To create a B object in a valid state you do not have to do anything more. You even do not have to declare and implement constructor and destructor for B. std::vector<std::shared_ptr<A>> that is a member of B will be default initialized in B's constructor which means it will not have any elements in a container yet. It will also be properly deleted in ~B thanks to std::vector and std::shared_ptr destructors.

On the other hand if you for example want to initialize it somehow (i.e. 3 values) you can use std::vector's std::initializer_list constructor in a B's constructor initialization list. For example:

class B
{
 public:
     B(): _innerArray{ std::make_shared<A>(),
                       std::make_shared<A>(),
                       std::make_shared<A>() } {}
    ~B() {}
 private:
     std::vector<std::shared_ptr<A>> _innerArray;
};

Remember that std::make_shared uses perfect forwarding so you pass A's constructor arguments as the function arguments and not the class object itself.

Answering your concerns about the design I would like to encourage you to first think about the exclusive ownership of members in a vector before you decide to share them.

class B
{
 public:
     B();
    ~B();
 private:
     std::vector<std::unique_ptr<A>> _innerArray;
};

Above implementation is more effective on many grounds.

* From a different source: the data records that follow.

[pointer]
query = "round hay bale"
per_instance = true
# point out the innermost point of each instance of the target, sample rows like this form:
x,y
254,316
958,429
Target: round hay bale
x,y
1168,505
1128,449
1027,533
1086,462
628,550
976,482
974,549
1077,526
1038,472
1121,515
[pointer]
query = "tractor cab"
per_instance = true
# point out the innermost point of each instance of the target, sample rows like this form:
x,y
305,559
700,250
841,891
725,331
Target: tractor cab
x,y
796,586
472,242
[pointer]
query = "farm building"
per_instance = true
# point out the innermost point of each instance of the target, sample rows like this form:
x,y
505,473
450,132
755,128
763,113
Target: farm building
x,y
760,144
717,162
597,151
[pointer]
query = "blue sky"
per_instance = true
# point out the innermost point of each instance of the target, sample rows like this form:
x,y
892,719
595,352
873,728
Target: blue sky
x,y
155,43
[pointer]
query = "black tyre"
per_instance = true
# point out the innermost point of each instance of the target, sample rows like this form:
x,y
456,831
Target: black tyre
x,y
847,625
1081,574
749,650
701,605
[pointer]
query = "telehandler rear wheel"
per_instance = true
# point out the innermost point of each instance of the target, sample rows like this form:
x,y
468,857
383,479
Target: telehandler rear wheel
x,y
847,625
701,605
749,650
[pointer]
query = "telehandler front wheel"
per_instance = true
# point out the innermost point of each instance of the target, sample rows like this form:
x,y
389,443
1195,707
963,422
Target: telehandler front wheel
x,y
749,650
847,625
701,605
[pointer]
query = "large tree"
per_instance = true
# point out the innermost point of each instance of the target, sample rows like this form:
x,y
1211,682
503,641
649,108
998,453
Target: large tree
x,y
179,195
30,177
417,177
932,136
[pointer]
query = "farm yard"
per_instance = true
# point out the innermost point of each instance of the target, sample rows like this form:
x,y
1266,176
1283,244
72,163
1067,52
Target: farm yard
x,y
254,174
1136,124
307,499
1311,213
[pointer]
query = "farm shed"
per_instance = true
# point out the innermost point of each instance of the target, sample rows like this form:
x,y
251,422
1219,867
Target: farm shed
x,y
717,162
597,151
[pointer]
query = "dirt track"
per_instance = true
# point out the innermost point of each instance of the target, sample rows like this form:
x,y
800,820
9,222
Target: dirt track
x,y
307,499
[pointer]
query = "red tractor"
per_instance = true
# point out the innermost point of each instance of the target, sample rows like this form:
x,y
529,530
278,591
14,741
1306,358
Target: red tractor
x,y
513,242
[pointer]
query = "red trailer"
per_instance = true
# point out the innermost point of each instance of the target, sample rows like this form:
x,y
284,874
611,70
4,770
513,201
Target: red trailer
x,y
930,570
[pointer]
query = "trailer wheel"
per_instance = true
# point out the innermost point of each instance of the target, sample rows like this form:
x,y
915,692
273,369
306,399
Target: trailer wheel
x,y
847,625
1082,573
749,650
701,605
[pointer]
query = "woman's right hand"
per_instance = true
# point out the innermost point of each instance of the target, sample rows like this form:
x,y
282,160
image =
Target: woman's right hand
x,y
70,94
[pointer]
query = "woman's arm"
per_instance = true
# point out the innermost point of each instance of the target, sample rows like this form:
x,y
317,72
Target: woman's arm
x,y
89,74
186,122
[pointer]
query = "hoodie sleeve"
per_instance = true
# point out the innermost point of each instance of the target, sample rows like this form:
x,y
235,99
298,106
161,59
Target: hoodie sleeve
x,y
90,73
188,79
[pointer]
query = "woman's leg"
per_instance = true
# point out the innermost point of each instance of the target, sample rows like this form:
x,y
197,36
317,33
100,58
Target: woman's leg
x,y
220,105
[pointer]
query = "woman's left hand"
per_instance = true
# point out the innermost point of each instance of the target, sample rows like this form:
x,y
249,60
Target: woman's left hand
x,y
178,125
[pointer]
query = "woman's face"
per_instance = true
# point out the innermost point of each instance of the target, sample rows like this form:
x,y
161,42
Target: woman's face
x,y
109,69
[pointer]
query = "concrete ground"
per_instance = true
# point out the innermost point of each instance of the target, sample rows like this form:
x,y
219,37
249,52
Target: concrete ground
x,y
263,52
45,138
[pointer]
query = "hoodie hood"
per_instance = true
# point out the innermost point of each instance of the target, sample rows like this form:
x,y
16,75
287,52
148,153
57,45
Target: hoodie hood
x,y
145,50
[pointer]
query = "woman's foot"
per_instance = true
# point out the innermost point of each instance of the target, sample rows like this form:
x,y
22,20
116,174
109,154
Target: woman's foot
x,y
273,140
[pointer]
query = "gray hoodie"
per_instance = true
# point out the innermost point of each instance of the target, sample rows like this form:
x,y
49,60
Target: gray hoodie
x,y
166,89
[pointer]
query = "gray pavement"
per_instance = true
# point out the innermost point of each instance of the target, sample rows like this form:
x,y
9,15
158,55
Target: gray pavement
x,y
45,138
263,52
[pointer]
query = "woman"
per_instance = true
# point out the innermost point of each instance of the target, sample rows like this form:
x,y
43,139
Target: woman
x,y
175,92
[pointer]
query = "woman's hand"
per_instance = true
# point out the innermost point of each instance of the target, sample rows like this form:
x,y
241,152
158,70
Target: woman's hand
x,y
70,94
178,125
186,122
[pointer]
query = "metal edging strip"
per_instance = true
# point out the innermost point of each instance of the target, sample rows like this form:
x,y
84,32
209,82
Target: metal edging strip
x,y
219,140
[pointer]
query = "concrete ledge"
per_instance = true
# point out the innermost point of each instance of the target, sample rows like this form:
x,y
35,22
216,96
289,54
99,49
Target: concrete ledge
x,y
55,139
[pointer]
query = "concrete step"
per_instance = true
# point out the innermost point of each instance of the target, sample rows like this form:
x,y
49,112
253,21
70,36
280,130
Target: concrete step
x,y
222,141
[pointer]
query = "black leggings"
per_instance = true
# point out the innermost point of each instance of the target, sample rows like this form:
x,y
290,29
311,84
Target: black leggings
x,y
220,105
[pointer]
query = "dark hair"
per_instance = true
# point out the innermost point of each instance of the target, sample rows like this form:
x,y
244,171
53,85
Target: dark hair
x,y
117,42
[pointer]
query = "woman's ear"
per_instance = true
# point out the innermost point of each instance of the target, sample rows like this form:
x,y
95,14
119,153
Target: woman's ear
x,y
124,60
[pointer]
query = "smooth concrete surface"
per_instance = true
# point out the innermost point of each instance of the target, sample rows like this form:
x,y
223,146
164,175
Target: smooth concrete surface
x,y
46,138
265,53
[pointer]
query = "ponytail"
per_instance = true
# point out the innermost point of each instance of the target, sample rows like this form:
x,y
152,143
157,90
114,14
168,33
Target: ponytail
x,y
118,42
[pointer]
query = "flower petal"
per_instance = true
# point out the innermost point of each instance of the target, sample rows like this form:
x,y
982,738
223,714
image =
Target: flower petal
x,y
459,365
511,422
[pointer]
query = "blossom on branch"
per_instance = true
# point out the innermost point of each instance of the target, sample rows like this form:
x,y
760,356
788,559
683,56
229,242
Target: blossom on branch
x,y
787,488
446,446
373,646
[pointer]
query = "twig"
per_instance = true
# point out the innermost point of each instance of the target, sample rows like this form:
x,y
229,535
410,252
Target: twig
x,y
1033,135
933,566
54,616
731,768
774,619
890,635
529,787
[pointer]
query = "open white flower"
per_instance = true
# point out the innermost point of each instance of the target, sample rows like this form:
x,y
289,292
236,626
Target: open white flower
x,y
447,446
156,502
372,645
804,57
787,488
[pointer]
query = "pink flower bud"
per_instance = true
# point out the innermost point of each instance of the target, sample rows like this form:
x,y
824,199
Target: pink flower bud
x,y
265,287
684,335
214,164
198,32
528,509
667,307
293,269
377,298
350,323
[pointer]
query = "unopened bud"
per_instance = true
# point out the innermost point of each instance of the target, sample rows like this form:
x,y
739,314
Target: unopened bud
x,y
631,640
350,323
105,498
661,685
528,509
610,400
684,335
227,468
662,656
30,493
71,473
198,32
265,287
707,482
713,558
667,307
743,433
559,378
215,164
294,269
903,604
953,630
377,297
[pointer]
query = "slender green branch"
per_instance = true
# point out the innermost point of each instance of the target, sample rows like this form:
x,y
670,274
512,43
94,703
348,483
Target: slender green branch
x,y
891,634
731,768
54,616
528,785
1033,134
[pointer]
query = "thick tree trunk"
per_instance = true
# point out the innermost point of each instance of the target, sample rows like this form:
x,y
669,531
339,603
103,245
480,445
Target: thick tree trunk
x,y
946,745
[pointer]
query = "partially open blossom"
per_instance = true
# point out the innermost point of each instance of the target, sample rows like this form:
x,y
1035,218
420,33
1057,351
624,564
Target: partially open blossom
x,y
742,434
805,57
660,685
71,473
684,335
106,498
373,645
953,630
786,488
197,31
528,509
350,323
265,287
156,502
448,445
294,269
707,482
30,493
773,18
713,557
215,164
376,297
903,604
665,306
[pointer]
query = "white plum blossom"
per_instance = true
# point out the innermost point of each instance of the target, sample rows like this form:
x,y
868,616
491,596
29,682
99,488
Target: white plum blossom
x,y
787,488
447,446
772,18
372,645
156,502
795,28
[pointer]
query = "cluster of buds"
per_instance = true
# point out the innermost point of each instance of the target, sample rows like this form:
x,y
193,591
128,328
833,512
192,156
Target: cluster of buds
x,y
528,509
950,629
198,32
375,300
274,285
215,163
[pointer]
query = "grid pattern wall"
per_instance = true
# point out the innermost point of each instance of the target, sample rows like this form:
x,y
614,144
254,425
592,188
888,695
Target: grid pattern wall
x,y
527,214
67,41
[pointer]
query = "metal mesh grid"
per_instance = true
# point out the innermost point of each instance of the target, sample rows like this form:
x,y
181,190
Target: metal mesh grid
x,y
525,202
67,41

First of all it makes your design more clear on who is responsible for the lifetime of As. Next std::unique_ptr is faster because it does not demand thread safe reference counting. And last but not least it does not cost any additional memory (compared to regular C pointer) while std::shared_ptr may take tens of bytes (24-48) to store shared state data which is highly ineffective when you operate on small classes. That is why I always use std::unique_ptr as my first resort smart pointer and I only fallback to std::shared_ptr when it is really needed.

EDIT:

Answering your edit I would create 3 containers of classes A, B, C. Depending of the fact if you need them to be polymorphic or not I would store either values like that (non-polymorphic types):

std::deque<A> as;
std::deque<B> bs;
std::deque<C> cs;

or (polymorphic types):

std::vector<std::unique_ptr<A>> as;
std::vector<std::unique_ptr<B>> bs;
std::vector<std::unique_ptr<C>> cs;

in that order (as must live longer than bs and bs must live longer than cs). Then I would just have std::vector<A*> inside B class and std::vector<B*> inside C class without any smart pointers usage.

I hope that helps.

EDIT:

Changed std::vector to std::deque in the first case which allows references/pointers to container elements survive containers extensions with push_back(). However they will not survive erasing elements, sorting or other stuff.